Я кивнул. Да, много лет. Я даже уже начал давать сольные концерты. В маленьком городке, где мы жили, не было большого простора для этой деятельности, так что я давал еще и домашние уроки, стараясь накопить денег, чтобы перебраться в большой город.

– А что случилось?

– Другими словами, почему же я оказался тут? Я попал в аварию… И повредил руки.

С жестокой прагматичностью ребенка ты поглядела на меня и сказала:

– Но вы же можете рисовать.

Я ответил, что только это теперь и могу.

– О, – произнесла ты и ушла. Может быть, мне не нужно было быть таким честным. Ты все же ребенок. С ограниченной возможностью понимания. На что я, собственно, рассчитывал? Симпатия? Сочувствие?

Я сидел один в классе, почему-то чувствуя себя дураком.

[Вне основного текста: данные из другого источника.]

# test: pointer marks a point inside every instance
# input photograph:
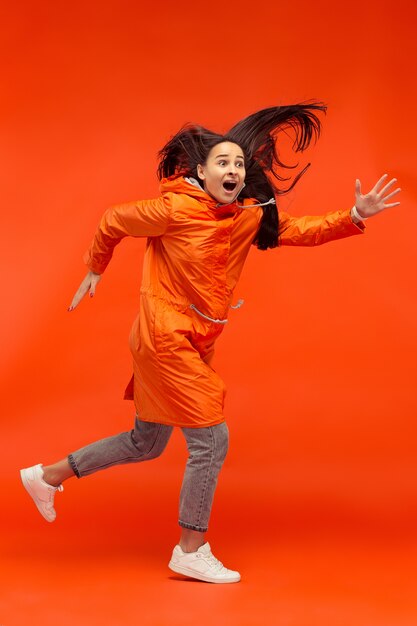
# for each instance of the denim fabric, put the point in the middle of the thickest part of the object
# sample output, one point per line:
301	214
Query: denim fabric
207	449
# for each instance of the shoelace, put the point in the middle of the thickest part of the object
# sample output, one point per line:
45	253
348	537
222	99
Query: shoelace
213	562
52	491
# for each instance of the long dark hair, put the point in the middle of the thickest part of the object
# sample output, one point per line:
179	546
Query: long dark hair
256	136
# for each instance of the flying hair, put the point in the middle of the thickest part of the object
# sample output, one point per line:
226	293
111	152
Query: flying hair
258	137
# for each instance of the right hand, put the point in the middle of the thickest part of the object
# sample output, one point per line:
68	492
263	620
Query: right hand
88	285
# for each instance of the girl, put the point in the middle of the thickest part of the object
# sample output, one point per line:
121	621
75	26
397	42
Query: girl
218	198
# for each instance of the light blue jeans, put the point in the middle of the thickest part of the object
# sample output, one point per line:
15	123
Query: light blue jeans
207	449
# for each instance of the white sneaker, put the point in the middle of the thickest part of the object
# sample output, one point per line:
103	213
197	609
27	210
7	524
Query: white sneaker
42	493
201	565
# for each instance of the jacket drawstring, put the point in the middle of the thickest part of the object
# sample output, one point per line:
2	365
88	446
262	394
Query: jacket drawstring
211	319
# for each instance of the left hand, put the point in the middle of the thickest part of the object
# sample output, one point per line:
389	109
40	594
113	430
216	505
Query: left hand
375	201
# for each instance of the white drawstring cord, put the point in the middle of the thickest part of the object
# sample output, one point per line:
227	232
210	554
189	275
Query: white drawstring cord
211	319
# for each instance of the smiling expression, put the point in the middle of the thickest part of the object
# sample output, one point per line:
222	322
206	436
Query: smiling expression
223	173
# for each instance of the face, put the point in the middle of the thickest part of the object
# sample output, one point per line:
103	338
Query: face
223	173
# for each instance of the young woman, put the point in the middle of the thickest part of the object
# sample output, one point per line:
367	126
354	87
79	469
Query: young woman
218	198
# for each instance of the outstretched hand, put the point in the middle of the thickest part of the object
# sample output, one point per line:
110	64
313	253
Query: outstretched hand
88	285
376	200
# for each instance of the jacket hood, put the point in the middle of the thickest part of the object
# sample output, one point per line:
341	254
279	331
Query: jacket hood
191	187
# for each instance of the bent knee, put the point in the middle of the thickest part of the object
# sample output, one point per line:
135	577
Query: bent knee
221	441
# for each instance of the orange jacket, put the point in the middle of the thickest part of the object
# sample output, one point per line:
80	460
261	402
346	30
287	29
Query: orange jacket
194	256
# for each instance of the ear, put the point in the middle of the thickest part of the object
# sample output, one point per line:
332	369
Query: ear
200	172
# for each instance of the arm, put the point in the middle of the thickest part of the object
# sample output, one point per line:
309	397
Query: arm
313	231
316	230
148	218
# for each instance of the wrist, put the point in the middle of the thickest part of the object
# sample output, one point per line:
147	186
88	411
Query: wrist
355	214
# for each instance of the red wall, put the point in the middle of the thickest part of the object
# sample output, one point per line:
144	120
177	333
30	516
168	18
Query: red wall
320	362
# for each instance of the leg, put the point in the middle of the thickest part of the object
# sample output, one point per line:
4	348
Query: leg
207	448
146	441
193	556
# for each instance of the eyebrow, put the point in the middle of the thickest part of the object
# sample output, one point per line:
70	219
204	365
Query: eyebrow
239	156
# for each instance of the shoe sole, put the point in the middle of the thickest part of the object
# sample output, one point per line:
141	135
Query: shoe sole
28	488
178	569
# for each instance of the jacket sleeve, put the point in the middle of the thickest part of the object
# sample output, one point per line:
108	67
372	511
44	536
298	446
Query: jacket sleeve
146	218
317	229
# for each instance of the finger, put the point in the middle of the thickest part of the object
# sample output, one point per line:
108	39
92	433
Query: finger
94	282
380	182
79	295
387	186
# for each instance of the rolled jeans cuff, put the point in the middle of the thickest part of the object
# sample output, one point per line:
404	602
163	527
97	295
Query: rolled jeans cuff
73	465
192	527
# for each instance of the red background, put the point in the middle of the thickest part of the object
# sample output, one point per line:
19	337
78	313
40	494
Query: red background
320	362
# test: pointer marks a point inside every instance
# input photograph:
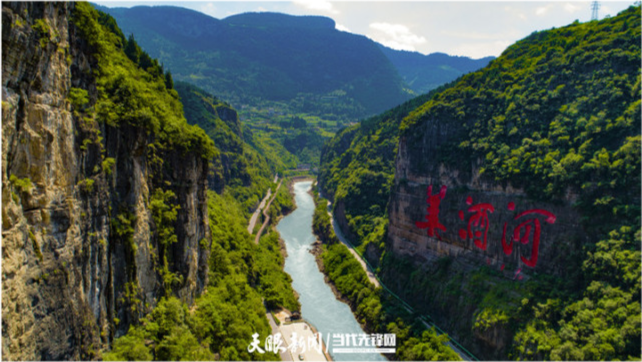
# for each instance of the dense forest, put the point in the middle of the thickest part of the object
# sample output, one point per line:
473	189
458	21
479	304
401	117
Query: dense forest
557	113
242	275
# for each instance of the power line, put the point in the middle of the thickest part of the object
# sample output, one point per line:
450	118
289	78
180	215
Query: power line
596	7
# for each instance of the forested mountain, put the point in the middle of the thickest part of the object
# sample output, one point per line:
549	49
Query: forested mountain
550	128
302	62
111	237
423	73
247	164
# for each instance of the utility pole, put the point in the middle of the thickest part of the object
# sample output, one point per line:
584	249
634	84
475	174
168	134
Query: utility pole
596	7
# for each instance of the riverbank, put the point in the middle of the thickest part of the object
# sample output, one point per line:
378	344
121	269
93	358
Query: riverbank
319	305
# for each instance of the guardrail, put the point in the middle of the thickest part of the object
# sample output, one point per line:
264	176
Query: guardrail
425	318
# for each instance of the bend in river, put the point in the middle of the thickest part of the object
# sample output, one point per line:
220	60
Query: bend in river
319	306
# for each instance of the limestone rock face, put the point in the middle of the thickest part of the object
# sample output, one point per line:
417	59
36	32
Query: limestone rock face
471	218
450	222
70	284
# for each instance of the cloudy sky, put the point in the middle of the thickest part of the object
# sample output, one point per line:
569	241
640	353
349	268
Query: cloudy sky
459	27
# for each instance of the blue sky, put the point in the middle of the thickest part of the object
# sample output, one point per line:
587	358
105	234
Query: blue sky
459	27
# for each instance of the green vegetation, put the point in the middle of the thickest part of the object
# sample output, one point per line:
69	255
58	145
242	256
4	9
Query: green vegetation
22	184
288	64
557	113
225	317
375	309
247	165
357	170
424	73
132	94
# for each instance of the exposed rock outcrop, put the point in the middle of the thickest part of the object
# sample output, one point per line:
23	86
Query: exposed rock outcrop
74	276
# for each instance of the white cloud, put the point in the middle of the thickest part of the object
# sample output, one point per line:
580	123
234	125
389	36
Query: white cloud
209	9
542	10
570	8
342	27
396	36
481	49
321	5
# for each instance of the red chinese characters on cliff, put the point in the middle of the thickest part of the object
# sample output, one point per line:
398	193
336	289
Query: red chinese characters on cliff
432	217
477	224
528	231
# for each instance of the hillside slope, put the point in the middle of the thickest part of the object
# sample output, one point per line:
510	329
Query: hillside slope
303	62
104	185
513	218
423	73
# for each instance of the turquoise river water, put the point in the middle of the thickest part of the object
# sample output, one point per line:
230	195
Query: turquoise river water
319	306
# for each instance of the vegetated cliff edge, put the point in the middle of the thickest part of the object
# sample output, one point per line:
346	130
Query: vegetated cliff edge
505	184
551	127
104	184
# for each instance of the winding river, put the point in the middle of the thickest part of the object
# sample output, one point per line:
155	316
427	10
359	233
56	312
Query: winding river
319	306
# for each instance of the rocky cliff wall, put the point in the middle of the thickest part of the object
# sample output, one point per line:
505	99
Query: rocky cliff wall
81	251
459	238
442	209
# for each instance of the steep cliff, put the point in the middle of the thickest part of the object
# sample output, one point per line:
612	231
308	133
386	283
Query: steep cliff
506	182
104	205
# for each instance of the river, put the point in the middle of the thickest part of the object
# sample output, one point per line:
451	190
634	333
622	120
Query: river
319	306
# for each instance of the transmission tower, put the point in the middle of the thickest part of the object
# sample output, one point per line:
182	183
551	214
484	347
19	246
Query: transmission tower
596	7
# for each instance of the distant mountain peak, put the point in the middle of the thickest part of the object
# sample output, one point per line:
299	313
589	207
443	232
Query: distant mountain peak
270	19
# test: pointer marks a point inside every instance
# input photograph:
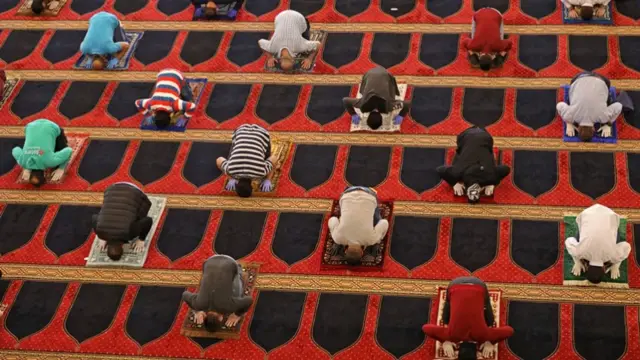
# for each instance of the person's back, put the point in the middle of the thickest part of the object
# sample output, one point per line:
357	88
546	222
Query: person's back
38	151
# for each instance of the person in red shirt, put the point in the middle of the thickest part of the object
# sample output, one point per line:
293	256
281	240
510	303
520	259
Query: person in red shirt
468	319
487	46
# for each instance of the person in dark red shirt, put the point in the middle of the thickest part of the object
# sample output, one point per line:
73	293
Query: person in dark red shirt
487	46
468	319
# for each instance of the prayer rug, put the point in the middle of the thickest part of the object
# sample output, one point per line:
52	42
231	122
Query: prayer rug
571	229
373	258
315	35
178	121
597	138
123	63
191	329
75	142
51	9
129	259
388	124
603	20
495	296
281	149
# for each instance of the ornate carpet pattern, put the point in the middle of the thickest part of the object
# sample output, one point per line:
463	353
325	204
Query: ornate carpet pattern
59	309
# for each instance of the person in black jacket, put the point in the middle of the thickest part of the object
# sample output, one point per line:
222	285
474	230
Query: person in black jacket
221	293
474	168
122	219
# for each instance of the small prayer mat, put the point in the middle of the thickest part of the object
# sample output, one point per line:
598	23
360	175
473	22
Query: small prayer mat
387	119
315	35
123	63
571	230
50	9
373	257
597	138
495	297
281	149
604	20
129	259
178	121
191	329
75	142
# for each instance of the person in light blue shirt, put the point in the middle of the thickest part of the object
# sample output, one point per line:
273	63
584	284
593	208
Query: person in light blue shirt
105	40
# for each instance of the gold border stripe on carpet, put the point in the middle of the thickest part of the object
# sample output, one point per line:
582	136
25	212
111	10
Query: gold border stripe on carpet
416	208
311	79
330	27
405	140
319	283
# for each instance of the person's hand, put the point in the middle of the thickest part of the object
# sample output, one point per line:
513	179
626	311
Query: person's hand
448	348
489	190
137	246
199	317
57	175
266	185
232	320
231	184
487	349
102	245
578	268
26	174
605	131
458	189
306	64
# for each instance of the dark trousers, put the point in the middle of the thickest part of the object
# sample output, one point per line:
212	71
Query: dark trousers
488	311
376	214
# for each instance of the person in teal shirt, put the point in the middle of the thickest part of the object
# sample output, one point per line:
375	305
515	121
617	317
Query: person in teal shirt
105	40
45	147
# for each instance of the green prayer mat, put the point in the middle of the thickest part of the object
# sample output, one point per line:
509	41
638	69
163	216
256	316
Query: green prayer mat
571	230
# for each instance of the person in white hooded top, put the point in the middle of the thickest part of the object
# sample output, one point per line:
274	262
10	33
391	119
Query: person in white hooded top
597	244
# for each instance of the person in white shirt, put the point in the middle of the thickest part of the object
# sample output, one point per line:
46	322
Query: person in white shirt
586	8
355	229
589	99
597	244
290	39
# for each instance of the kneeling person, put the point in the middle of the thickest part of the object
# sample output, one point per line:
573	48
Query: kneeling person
220	294
104	40
250	158
360	224
597	244
379	90
45	147
171	97
468	318
123	218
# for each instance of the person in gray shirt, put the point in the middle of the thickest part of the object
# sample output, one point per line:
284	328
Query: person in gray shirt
221	293
590	105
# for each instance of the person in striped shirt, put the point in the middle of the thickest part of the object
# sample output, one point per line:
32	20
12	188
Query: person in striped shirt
290	39
250	158
171	97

Ты не пришла на следующий урок. И на следующий за ним тоже.

Хоть я и делал вид, что мне все равно, я был обеспокоен. Что случилось, спросил я у других, почему тебя нет? Кажется, легочная инфекция. Ну, та, от которой кашель и высокая температура. Я боролся с собой, желая послать тебе пожелания выздоровления и одновременно сохранить дистанцию. Я знал, что одноклассники пишут тебе открытки, но не подписал ни одной из них и не написал ничего от себя лично. Через десять дней ты вернулась, бледная, ослабевшая, все еще кашляющая. Ты сильно похудела. Я сделал тебе маленький цветок из глины, раскрасил его в красный цвет и оставил на твоей парте. Я делал это для всех учеников, которые болели. В конце урока ты поблагодарила меня, но не задержалась в классе, как обычно. Почему-то я расстроился.

Ты показалась мне более тихой, чем всегда.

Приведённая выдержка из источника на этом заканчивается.